Indri Astuti (32), ibu rumah tangga asal Meruya Utara, Kembangan, Jakarta Barat, menilai, masih banyak tayangan di televisi ataupun media digital yang belum ramah anak hingga saat ini. Hal itu memaksanya untuk mengakses aplikasi televisi berlangganan, seperti Mola TV.
”Di sana tayangannya lebih edukatif. Banyak permainan eksperimen yang bikin anakku suka banget,” katanya saat dihubungi, Kamis (23/7/2020).
Baca juga: Gawai Dibatasi, Bermain di Luar Terancam Pandemi
Selama ini, Indri juga selalu membentengi dan mendampingi anak dalam mengakses gawai.

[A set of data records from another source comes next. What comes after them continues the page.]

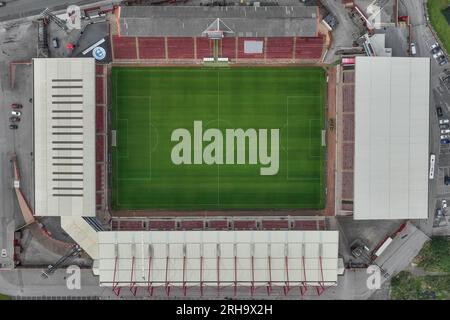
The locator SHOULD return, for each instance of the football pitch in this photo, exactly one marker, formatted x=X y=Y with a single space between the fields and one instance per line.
x=218 y=138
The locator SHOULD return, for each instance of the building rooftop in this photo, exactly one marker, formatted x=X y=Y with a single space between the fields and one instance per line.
x=245 y=21
x=64 y=136
x=391 y=138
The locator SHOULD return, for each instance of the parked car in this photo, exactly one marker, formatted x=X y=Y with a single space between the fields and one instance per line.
x=16 y=106
x=55 y=43
x=438 y=54
x=435 y=47
x=442 y=60
x=413 y=49
x=447 y=180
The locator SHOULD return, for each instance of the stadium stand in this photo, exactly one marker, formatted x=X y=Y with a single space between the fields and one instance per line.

Bahkan, sering kali ia hanya memberikan gawai kepada putranya tanpa akses internet. ”Kalau belajar sesuatu lewat Youtube, masih aku kasih akses internet, tetapi aku dampingi,” ujarnya.
Meski konten di Youtube adalah tontonan untuk anak-anak, sering kali iklan yang ditampilkan tidak tepat untuk anaknya yang masih berusia enam tahun. Untuk itu, ia mengawasi pemakaian internet secara ketat.
Terkait dengan konten kekerasan, Indri menilai gim daring adalah salah satu media yang dapat memberi pengaruh buruk tersebut. Gim berbau pertempuran atau tembak-menembak kini banyak beredar di dunia maya.
”Kalau gim-gim yang berbau kekerasan, tidak bisa ditawar. Sudah pasti enggak aku kasih. Dia paling main gim ular-ularan atau minecraft,” katanya.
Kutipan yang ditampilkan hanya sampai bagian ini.